-Я-то нагулялся, ещё когда ты под стол пешком ходила. Вот ты-то нагулялась ли? – счастливо ответил он.
-Хм, я-то тут при чём? – Жена по-девичьи дёрнула плечом.
Действительно, и как он, дурак, мог всерьёз поверить в развод!
Вышла тёща – уже тут как тут! – он нахмурился.
-Есть будешь? – поспешно спросила жена, загораживая собой мать.
-Какой там!.. – отмахнулся (испортила проклятая тёща весь пейзаж).
-Мам, ну мы тогда пойдём погуляем!
А раньше отправляла гулять с дочкой его одного, а сама оставалась что-нибудь поделать, потому что гулять вместе было нерентабельно и могло бы оправдаться только душевным излишеством, а его не было…
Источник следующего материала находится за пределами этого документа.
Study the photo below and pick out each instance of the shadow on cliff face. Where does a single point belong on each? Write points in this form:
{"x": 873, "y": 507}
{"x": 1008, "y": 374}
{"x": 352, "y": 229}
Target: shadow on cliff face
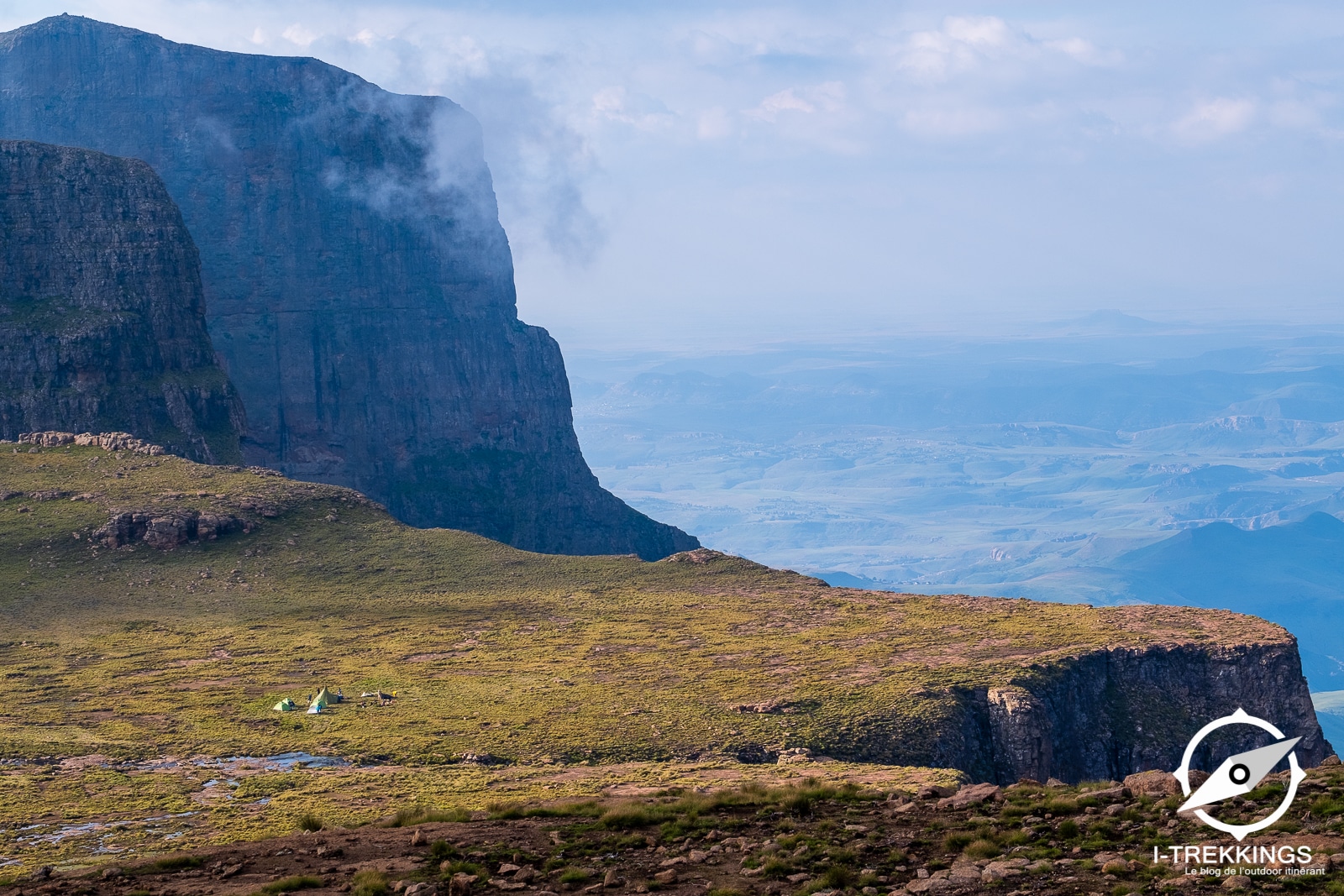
{"x": 358, "y": 284}
{"x": 101, "y": 311}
-Мы пойдём погуляем! – повторила жена, и тёща наконец сообразила:
-Ну так я поеду домой!
-Ага, мам! – срочно согласилась жена и, устыдившись этой срочности, виновато прибавила: - Папе привет!
Да уж конечно привет, а как же… Не надо оправдываться, все понятливо простят друг друга.
Они пошли. Шум волнения в сердце утих, в тишине они смутились, и каждый погрустнел – так упругие шары, по школьному учебнику, столкнувшись, сближаются плотнее своих пределов, зато в следующий момент силою этого избыточного сближения отталкиваются врозь.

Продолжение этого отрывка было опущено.